I instantly assumed this was one of those games that never leaves Japan. We have a metric truckload of them here in Japan. I can list countless dating simulators, cooking games and pachinko titles that will never touch the hands of the unwashed masses back in Canada. Yet, How was I to know what lay in store for this little gem of a game?
Not two years has gone by and I’ve already heard it used in popular culture and the media. Podcasts have made songs out its soundtrack, and legions of fans have made paintings and crafts as an ode to the king of the Universe. Two sequels have already been made. The most surprising thing I’ve heard from this is that the author of the game isn’t even a fan of video games. In fact, it seems he hates them. I’m surprised they convinced him to make more.
The one issue that still puzzles me from this “Katamari Surprise” is not how the game became a hit, but how it has become a legend. Would I be so bold in proclaiming that Katamari Damashii has now reached the level of “household name.” I wouldn’t be surprised if I were correct on that assumption.
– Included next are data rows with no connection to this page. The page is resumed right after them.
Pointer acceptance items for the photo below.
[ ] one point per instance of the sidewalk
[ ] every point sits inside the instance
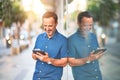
(110, 62)
(21, 67)
(18, 67)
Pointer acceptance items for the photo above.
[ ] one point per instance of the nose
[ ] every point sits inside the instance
(46, 28)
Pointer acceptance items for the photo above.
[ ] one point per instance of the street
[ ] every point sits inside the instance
(21, 66)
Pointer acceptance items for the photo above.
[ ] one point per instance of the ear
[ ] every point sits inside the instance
(56, 24)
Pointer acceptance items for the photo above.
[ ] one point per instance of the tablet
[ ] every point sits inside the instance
(99, 50)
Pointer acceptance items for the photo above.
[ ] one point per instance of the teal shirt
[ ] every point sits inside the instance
(80, 47)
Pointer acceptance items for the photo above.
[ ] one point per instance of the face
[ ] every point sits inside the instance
(86, 24)
(49, 25)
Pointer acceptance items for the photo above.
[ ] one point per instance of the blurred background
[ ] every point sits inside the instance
(20, 23)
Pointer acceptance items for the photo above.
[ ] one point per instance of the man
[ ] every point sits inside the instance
(81, 44)
(50, 66)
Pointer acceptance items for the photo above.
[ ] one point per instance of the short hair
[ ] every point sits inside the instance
(83, 14)
(50, 14)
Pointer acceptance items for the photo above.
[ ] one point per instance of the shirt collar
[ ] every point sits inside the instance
(54, 35)
(80, 34)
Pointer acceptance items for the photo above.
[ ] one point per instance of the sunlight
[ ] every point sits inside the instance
(33, 5)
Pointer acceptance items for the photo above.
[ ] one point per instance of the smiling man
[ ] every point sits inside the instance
(84, 62)
(50, 66)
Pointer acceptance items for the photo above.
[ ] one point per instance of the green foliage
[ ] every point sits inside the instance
(102, 10)
(10, 11)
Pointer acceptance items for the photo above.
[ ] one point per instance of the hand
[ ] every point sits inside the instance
(44, 58)
(96, 56)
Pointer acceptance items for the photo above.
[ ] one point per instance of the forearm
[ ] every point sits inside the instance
(77, 62)
(33, 56)
(59, 62)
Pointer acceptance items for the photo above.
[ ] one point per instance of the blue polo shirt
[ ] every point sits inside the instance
(56, 47)
(80, 47)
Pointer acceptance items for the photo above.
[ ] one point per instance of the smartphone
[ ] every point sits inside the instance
(38, 50)
(99, 50)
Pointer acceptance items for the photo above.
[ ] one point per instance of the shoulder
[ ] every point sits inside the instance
(73, 36)
(93, 34)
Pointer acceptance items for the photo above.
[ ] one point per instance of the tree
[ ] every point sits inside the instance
(103, 10)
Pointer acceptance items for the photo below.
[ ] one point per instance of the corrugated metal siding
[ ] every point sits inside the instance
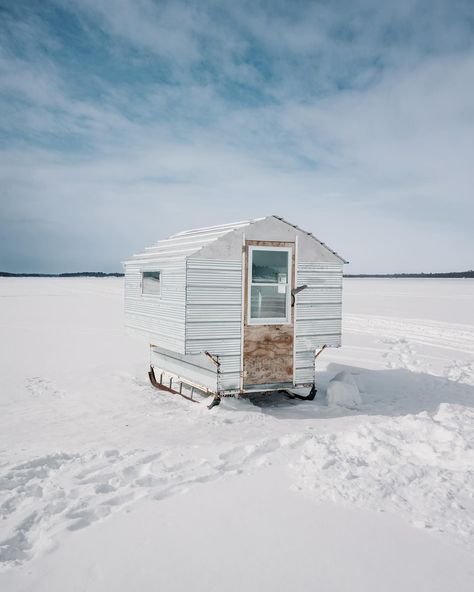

I teach over two hundred Junior High and Elementary students here in Japan, and every one of them knows the words “Katamari Damashii.” I am shocked to learn that many people all around the world also know of the game.
From all this, the one conclusion that I arrive at is that games seem to be either really good or really bad. There is no longer any middle ground. In the past few years, games like “Katamari Damashii”, “Phoenix Wright: Ace Attorney”, and others have been injecting countless cc’s of stimulant into an otherwise dull and uninspired industry. I feel have the Japanese to thank for this. If I haven’t said it yet on this blog, I will now. I believe that the Japanese culture churns out some of the most creative people on the planet today. This is bold statment when you look at the way this same culture has progressed over the last oen hundred years. The education system seems to have been created to drain every precious drop of creativity from students. However, I have a feeling there is a renaissance brewing. And that fire is being fueled by the gaming, movie and arts industries. What will spew next from the firey womb of Japan’s artistic community? That is yet to be determined.
In retrospect this also might help to explain the way my life has progressed over the last three years. I’ve developed an artist side that I never ever knew I had. I can only think that living in Japan has helped that. I help help but look back at that quirky little game and feel that we now have a more profound connection. You might call that link Japan.